If diagnosed early, before loss of muscle fibers and replacement by fibrous scarring is extensive, polymyositis is reversible. Recovery with minimal residual loss of strength is to be expected in almost all patients.
Scleroderma
The term scleroderma means "hard skin," designating a disorder in which increased deposition of collagen fibers in the deeper dermis leads to thickened, leathery, bound-down skin. This deposition is variable in extent and degree. When organ involvement is associated with such skin changes, the term systemic sclerosis is used.
Raynaud's phenomenon (a hyperreactivity to cold exposure with blanching and discoloration of the fingers and toes) is the common initial manifestation and may precede sclerodermatous skin changes by decades.

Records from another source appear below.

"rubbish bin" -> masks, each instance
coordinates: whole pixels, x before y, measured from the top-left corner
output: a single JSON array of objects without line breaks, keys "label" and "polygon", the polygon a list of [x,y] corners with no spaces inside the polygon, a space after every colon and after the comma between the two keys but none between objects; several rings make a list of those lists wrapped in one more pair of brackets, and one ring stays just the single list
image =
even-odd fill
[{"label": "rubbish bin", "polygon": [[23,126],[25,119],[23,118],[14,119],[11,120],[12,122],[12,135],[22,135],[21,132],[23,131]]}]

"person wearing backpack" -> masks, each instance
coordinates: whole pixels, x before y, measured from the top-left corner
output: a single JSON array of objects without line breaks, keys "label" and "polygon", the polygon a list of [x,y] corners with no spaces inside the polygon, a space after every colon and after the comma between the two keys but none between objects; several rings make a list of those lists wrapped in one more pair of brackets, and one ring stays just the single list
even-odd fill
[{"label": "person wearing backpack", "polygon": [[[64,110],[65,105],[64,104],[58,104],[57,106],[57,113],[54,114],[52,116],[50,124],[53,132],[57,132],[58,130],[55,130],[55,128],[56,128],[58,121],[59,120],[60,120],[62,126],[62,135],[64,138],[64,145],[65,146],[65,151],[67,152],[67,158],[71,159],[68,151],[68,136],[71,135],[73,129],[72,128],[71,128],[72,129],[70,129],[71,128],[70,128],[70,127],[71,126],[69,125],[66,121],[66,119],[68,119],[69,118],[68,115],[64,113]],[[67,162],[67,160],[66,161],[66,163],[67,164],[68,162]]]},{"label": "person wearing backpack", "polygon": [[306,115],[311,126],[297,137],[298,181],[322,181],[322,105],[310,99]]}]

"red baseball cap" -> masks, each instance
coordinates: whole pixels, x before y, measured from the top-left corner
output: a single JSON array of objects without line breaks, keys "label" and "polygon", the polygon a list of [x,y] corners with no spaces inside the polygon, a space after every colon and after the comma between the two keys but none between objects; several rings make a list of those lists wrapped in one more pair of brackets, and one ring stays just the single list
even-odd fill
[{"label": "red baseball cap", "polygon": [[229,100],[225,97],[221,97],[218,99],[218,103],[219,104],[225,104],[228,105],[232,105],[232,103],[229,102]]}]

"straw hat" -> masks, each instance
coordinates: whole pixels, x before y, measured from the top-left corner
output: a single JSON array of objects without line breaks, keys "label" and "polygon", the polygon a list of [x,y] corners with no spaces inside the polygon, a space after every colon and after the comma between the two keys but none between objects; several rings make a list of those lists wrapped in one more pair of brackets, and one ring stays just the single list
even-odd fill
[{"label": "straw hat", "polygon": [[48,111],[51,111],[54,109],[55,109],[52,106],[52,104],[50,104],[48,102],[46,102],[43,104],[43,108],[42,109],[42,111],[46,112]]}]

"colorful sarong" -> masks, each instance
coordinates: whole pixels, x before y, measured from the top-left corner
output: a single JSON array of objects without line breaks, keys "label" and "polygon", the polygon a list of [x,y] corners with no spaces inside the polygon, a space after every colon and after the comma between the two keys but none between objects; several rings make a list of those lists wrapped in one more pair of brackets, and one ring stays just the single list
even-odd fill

Only a small fraction of those with Raynaud's phenomenon eventually develop scleroderma or systemic illness; however, of those who do have scleroderma, at least 80% will have Raynaud's phenomenon. Skin changes may be confined to the distal digits or become generalized.
Systemically, the gastrointestinal tract is commonly involved. Difficulty in swallowing and midchest discomfort result from loss of peristalsis in the esophagus. Diarrhea, inability to absorb nutrients, abdominal pain, and distention can occur with bowel involvement, leading to weight loss and wasting. Scarring of the lungs and decreased pulmonary function occur frequently. The most serious lesions are those of the heart and kidney, and may result from vascular abnormalities. Joint inflammation is mild and uncommon; however, advanced skin changes, especially in the hands, may restrict joint mobility. Polymyositis is occasionally present and is the major indication for corticosteroid therapy in this disorder. See also: Gastrointestinal tract disorders
A variant called the CREST syndrome (calcinosis, Raynaud's phenomenon, esophageal dysmotility, sclerodactyly, and telangiectasia) is notable because of its mildness and slow progression. It is also referred to as limited scleroderma.
Management involves treatment of high blood pressure that can arise because of kidney involvement, use of agents to improve circulation by reducing small-vessel spasm, and reducing gastrointestinal complications with special diets and sometimes antibiotics. In a few cases, skin changes may subside spontaneously.
Sjögren's syndrome
Sjögren's syndrome (Fig. 4) is characterized primarily by dryness of the membranes due to excretory gland failure, especially dryness of the eyes (xerophthalmia) and mouth (xerostomia) from loss of tears and saliva, respectively. This sicca (dryness) syndrome reflects the infiltration of lacrimal and salivary glands by immunologically competent cells (lymphocytes). See also: Gland

Sjögren's syndrome may be primary or secondary; the latter often occurs in the context of another disorder, such as rheumatoid arthritis or systemic lupus. The typical individual with primary Sjögren's syndrome is a woman later in life. In most cases, the sicca complex dominates, but there can be loss of secretions in the skin, bronchial tree, esophagus, stomach, and vaginal vault. In some people with primary Sjögren's syndrome, systemic features may evolve. Diagnosis is primarily clinical, but ocular dryness can be quantitated. Lip biopsy of the minor salivary glands can confirm the infiltration by immune cells. Noninvasive scanning of the parotids can confirm the loss of functional glandular structure. Autoantibodies in the blood are common and can aid in differentiating Sjögren's syndrome from other causes of dry eyes and dry mouth; however, in no instance is a blood test diagnostic of either Sjögren's syndrome or any companion disorder.
Management involves artificially keeping membranes moist (for example, with artificial tears). Extraglandular inflammatory lesions and associated disorders are treated with anti-inflammatory agents and occasionally cytotoxic agents.